Wan 2.2 S2V Explained: Audio-Driven Video, Use Cases, and Current Limits (2026)
Wan 2.2 S2V (Speech-to-Video) explained — what S2V means, how it differs from T2V and I2V, what inputs it needs (reference image + audio), what it is good at (lip-sync, performance, minute-level generation), and where it is still limited.

You have Wan 2.2 Text-to-Video working. You have Image-to-Video working. But what if you want a character to speak specific dialogue, sing a song, or perform to music? Standard T2V and I2V produce general motion, but they cannot synchronize facial expressions, lip movement, or body timing to an audio track.
That is what S2V is built for. It is a specialized model within the Wan 2.2 family that takes a reference image and an audio file and generates a video where the character's lips, expressions, and movements match the audio.
I tested S2V across speech, singing, and instrumental audio inputs, worked through the ComfyUI workflow setup, and documented where it delivers impressive results and where it currently falls short. This guide covers what S2V actually is, how it works, what it is good at, and the limitations you should know before building a project around it.

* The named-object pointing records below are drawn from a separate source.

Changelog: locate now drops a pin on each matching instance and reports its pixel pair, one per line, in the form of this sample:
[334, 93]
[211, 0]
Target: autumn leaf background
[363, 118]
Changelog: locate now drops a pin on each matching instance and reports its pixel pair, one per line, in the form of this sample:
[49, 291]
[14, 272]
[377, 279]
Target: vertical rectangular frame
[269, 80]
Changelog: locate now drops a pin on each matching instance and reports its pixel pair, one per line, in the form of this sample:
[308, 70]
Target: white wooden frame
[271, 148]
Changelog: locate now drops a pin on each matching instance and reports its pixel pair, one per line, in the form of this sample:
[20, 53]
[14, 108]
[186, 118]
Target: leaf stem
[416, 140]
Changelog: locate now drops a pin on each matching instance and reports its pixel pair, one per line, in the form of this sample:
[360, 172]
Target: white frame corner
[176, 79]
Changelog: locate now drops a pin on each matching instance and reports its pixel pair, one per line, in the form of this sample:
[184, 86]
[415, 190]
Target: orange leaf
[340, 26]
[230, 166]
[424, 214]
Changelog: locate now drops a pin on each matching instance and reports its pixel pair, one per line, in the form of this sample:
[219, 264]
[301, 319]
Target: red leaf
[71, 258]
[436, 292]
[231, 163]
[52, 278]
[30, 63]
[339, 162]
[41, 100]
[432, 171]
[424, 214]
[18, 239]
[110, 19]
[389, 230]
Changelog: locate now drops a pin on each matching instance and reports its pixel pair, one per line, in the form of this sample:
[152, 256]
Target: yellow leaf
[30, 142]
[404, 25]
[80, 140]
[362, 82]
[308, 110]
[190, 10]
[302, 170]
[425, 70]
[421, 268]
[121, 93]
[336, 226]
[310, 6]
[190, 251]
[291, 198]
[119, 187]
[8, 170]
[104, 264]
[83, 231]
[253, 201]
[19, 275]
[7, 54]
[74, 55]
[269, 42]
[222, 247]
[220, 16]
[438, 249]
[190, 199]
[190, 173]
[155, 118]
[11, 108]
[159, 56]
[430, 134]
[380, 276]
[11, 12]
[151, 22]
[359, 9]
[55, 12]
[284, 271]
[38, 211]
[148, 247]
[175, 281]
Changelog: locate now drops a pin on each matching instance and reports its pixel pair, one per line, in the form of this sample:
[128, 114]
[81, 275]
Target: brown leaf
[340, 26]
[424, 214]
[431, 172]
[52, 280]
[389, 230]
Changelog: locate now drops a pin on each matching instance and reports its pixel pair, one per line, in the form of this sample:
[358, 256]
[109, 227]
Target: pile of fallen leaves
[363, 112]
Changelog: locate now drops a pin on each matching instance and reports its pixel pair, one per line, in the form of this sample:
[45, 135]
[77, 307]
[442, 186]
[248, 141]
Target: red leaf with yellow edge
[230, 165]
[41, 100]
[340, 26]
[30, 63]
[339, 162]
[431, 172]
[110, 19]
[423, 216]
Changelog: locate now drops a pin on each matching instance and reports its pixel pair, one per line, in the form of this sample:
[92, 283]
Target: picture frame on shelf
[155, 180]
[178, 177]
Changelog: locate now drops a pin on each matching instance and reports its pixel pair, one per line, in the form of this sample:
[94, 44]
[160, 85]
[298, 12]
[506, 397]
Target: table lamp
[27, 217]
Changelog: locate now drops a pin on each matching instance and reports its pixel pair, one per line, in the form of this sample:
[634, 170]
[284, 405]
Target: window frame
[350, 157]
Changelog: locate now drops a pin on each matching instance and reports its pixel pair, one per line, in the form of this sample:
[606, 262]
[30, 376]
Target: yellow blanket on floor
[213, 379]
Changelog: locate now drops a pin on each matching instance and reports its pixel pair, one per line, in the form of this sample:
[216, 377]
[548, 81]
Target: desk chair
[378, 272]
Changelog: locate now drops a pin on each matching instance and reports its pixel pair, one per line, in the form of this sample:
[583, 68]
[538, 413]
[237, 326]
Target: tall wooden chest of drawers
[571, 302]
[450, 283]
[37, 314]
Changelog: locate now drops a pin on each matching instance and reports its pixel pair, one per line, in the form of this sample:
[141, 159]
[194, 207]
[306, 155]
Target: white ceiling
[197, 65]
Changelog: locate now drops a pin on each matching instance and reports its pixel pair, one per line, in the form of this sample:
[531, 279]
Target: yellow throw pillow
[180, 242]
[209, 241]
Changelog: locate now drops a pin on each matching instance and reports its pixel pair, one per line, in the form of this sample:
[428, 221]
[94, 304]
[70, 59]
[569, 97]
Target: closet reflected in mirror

Let's start with what S2V actually means — and what problem it solves within the Wan 2.2 family.
What Is Wan 2.2 S2V?
S2V stands for Speech-to-Video. It is an audio-driven video generation model developed by Wan-AI (Alibaba's Tongyi Lab) and released as part of the Wan 2.2 model family.
Unlike T2V (Text-to-Video) which generates video from a text prompt, or I2V (Image-to-Video) which extends a starting image, S2V uses audio as its primary input. You provide a reference image of a character and an audio clip — speech, singing, or any sound — and S2V generates a video where the character's facial expressions, lip movements, and body motion are synchronized to that audio.

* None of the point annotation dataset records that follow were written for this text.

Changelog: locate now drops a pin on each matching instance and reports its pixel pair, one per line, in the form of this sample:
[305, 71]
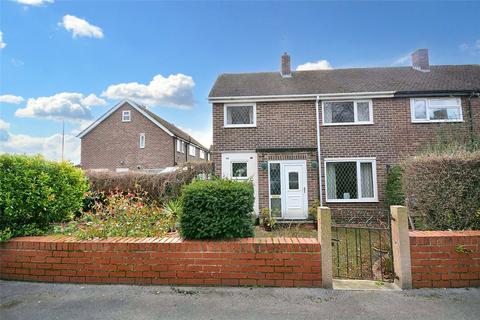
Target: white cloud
[93, 100]
[4, 134]
[319, 65]
[66, 105]
[204, 136]
[34, 2]
[80, 27]
[50, 147]
[11, 99]
[175, 90]
[2, 44]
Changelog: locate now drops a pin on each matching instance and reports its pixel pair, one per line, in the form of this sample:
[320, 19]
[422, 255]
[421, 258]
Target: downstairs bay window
[351, 180]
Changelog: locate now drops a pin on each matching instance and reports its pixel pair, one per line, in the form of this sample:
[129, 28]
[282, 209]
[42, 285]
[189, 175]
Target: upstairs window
[191, 150]
[436, 110]
[240, 115]
[142, 140]
[180, 146]
[347, 112]
[126, 116]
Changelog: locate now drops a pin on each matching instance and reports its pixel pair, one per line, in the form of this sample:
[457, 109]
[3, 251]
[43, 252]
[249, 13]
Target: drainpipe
[319, 154]
[470, 113]
[174, 151]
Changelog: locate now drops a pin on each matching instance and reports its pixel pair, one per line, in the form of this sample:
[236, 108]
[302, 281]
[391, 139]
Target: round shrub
[35, 192]
[217, 209]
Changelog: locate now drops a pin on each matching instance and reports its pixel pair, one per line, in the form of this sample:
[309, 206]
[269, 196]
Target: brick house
[131, 137]
[331, 135]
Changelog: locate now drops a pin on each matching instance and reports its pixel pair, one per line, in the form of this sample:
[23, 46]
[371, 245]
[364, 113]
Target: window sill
[437, 121]
[347, 124]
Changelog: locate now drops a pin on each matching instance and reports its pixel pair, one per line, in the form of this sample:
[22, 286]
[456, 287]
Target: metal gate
[362, 244]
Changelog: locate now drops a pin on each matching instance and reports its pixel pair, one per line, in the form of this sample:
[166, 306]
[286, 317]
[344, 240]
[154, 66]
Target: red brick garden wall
[445, 258]
[286, 262]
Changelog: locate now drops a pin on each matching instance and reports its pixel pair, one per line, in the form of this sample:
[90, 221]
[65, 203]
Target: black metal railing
[363, 250]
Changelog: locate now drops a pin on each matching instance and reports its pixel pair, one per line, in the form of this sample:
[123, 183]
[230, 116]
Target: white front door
[242, 166]
[293, 188]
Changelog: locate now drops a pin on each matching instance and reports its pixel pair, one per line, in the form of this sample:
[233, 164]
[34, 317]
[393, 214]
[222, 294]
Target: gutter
[299, 97]
[319, 154]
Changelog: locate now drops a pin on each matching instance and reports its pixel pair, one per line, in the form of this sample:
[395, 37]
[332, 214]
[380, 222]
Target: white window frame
[126, 115]
[141, 141]
[231, 169]
[427, 105]
[373, 161]
[180, 146]
[191, 150]
[231, 105]
[355, 113]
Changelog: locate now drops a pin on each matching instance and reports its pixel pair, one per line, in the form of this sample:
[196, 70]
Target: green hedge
[217, 209]
[444, 190]
[35, 192]
[155, 187]
[394, 187]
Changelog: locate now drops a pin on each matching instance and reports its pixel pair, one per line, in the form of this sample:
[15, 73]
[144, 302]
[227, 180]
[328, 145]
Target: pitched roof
[168, 127]
[175, 130]
[356, 80]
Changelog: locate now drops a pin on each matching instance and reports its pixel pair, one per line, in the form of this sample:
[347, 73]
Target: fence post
[402, 265]
[324, 219]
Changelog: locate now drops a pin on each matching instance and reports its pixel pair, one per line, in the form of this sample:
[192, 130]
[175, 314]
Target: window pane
[420, 109]
[275, 188]
[342, 180]
[338, 112]
[276, 207]
[293, 181]
[444, 113]
[240, 115]
[366, 174]
[239, 170]
[363, 111]
[445, 102]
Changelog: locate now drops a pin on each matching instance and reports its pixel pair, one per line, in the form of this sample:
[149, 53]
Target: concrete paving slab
[347, 284]
[30, 301]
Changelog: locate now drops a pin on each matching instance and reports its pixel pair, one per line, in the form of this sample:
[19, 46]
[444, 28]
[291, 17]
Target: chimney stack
[420, 60]
[286, 70]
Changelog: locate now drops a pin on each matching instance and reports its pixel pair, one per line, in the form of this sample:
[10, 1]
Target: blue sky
[75, 59]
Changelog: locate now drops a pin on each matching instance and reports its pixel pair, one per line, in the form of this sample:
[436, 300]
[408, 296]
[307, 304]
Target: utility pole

S2V is not a separate foundation model. It is a fine-tuned specialization built on Wan 2.2's 14B MoE (Mixture-of-Experts) architecture, with 14B active parameters out of 27B total. It supports both 480p and 720p output and is released under Apache 2.0.
What S2V Is NOT
- S2V is not a general-purpose video model like T2V or I2V. It is designed for human-centric, audio-driven content.
- S2V does not generate audio. It consumes audio and generates video synchronized to it.

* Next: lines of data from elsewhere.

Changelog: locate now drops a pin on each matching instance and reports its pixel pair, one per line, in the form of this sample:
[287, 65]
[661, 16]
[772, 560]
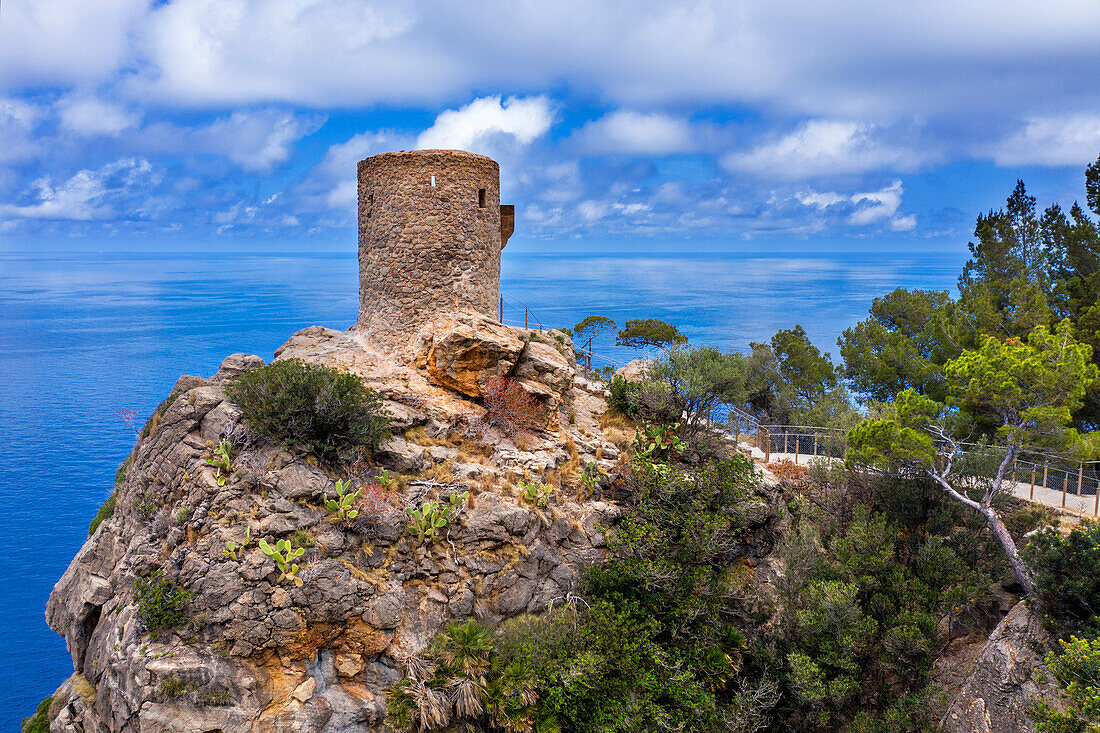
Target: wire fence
[1047, 479]
[1032, 476]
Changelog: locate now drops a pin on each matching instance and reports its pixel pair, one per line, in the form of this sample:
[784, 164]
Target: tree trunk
[1020, 568]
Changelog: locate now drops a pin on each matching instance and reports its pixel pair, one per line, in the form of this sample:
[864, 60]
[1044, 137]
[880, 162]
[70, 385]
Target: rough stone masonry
[430, 233]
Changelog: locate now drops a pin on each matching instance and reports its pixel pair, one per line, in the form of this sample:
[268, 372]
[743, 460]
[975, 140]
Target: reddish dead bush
[510, 407]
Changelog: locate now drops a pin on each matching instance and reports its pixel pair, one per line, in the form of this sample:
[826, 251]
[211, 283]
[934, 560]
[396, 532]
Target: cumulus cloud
[864, 208]
[333, 183]
[86, 195]
[66, 42]
[18, 120]
[822, 148]
[486, 123]
[257, 141]
[1069, 140]
[319, 53]
[631, 132]
[88, 116]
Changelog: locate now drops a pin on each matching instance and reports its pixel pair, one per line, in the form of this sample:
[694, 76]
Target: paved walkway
[1079, 505]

- S2V is not a real-time lip-sync tool. Generation takes minutes, not seconds.
- S2V is not a text-to-speech or voice cloning tool. You provide the audio; S2V handles the visual side.
A Note on the Name
The Wan 2.2 GitHub repository and Hugging Face model card both use "Speech-to-Video" as the official expansion of S2V. The model accepts speech, singing, and other audio inputs — the name reflects the primary use case rather than an exclusive capability.
So how does S2V compare to the generation modes you already know? Here is a direct side-by-side.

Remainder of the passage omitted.